广义方差(Generalized Variance):随机向量 \textbf{y} 的广义方差为其协方差阵的行列式。

GVar(\textbf{y})=\det(\pmb{\Sigma})=\left| \pmb{\Sigma} \right|

Standard Distance:也称为Mahalanobis Distance

D_s=(\textbf{y}-\pmb{\mu})^T\pmb{\Sigma}(\textbf{y}-\pmb{\mu})

1.2.3 相关系数矩阵

\pmb{P}_\rho=\left(\begin{matrix}1&\rho_{12}&\cdots&\rho_{1n} \\\rho_{21}&1&\cdots&\rho_{1n} \\\vdots&\vdots&\ddots&\vdots \\\rho_{n1}&\rho_{n2}&\cdots&1 \end{matrix}\right)
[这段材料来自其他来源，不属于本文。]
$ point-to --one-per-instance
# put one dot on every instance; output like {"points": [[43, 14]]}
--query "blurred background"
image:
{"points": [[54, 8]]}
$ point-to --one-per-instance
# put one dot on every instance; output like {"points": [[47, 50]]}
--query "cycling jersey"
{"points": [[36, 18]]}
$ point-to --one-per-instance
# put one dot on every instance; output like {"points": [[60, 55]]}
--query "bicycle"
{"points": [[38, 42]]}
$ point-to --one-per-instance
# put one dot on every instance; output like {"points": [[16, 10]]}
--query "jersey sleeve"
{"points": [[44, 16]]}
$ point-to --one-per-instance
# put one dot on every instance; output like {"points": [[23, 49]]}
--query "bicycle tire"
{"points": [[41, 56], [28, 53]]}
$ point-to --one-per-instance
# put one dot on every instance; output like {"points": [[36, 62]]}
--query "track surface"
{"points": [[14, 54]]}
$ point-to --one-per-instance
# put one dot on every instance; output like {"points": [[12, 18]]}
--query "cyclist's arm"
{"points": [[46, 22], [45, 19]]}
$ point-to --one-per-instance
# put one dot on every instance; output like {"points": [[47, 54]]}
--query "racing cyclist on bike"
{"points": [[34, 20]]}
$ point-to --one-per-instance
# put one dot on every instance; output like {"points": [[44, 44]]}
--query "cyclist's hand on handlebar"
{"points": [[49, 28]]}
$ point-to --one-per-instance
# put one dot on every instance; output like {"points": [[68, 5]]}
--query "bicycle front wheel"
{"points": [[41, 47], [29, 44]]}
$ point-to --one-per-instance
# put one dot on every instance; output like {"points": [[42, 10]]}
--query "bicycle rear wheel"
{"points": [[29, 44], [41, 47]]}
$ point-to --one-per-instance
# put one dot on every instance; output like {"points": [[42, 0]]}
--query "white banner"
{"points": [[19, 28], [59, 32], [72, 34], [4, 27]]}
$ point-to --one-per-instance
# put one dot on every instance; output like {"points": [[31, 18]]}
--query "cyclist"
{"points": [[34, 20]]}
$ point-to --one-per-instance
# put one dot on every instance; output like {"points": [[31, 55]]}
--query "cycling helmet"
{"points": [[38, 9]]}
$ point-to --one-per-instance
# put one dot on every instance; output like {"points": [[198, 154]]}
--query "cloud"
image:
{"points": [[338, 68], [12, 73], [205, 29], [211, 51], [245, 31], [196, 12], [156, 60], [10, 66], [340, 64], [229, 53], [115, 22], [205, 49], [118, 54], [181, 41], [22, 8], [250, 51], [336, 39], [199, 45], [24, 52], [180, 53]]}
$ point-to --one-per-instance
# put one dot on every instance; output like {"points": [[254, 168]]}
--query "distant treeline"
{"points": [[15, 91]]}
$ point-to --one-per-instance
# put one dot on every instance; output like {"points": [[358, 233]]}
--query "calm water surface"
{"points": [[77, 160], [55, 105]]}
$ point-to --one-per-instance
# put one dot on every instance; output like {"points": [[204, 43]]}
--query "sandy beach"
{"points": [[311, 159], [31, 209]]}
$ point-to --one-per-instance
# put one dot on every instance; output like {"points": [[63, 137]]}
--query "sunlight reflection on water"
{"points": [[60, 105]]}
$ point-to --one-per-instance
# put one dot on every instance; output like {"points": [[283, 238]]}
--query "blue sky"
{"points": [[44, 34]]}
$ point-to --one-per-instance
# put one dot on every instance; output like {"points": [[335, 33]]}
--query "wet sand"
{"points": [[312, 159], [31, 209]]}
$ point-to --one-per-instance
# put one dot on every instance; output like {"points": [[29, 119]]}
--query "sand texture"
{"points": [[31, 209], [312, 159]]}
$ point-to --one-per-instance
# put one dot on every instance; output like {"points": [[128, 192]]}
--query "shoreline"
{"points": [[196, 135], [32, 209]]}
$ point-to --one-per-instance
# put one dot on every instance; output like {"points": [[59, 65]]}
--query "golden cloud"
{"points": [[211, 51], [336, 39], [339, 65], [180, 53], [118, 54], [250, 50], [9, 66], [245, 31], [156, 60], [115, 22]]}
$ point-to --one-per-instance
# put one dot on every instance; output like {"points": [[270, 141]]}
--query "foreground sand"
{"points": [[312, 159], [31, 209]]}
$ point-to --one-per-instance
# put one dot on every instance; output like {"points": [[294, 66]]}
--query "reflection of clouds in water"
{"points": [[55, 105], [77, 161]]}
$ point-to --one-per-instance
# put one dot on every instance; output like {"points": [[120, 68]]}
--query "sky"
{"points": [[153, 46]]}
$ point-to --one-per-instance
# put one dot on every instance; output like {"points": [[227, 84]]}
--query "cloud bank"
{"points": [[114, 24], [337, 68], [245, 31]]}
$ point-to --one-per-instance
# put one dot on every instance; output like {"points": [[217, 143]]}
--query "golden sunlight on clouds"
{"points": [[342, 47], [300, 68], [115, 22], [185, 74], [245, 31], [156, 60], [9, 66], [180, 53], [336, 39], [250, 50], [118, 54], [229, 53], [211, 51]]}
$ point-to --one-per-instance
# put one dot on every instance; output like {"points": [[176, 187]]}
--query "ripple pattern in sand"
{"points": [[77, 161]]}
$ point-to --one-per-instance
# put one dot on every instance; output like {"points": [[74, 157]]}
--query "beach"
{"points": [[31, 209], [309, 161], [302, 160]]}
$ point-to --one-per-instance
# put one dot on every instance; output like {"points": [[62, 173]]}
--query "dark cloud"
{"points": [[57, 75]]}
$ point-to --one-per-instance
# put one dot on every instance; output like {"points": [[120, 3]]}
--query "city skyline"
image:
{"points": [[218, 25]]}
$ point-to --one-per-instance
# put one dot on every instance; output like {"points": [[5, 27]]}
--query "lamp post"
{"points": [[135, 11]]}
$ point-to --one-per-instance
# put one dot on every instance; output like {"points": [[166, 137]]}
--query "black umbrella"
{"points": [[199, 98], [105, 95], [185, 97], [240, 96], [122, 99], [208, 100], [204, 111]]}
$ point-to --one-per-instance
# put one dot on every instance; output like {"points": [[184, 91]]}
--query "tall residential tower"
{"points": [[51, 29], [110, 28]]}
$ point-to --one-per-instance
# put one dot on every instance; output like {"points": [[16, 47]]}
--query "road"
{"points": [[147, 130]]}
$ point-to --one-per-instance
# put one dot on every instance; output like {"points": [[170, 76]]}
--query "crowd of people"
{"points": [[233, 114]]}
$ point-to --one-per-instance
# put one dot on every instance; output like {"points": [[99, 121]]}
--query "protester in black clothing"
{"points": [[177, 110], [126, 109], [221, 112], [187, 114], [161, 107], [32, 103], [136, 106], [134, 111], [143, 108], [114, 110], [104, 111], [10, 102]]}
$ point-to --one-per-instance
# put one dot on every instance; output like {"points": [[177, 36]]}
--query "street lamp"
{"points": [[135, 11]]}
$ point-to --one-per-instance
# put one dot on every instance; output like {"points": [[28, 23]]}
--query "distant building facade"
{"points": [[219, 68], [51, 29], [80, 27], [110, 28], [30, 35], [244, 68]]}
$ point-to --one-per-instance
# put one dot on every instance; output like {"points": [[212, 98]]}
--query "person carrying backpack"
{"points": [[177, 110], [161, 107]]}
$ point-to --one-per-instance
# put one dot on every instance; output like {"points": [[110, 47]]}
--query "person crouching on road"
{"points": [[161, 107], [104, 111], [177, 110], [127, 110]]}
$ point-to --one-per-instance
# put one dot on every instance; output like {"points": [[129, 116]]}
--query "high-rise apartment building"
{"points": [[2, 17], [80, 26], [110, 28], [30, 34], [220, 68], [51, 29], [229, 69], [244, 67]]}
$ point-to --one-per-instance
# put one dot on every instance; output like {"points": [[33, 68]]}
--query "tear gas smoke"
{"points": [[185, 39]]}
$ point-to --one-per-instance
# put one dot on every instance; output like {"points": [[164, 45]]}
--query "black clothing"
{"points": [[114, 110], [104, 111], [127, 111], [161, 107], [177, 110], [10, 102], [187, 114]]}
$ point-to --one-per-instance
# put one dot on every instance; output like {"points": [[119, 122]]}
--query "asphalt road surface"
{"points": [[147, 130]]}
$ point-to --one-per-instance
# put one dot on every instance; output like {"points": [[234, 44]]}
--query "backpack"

其中, \rho_{ij}=\sigma_{ij}/\sigma_i\sigma_j 为 {\rm y}_i,{\rm y}_j 的相关系数。

令 \pmb{D}_\sigma=({\rm diag}(\pmb{\Sigma}))^{1/2}={\rm diag}(\sigma_1,\sigma_2,\cdots,\sigma_n) ,有

\pmb{P}_\rho=\pmb{D}_\sigma^{-1}\pmb{\Sigma}\pmb{D}_\sigma^{-1} \\\pmb{\Sigma}=\pmb{D}_\sigma\pmb{P}_\rho\pmb{D}_\sigma

1.2.4 分块随机向量

分块矩阵(向量)的结论,放到随机矩阵(向量)中,也make sense。

A simple example:

Suppose that the random vector \textbf{v} is partitioned into two subsets of variables, which we denote by \textbf{y} and \textbf{x} :

\textbf{v}=\left(\begin{matrix}\textbf{y}\\\textbf{x}\end{matrix}\right)=\left(\begin{matrix}{\rm y}_1\\\vdots\\{\rm y}_n\\{\rm x}_1\\\vdots\\{\rm x}_m\end{matrix}\right)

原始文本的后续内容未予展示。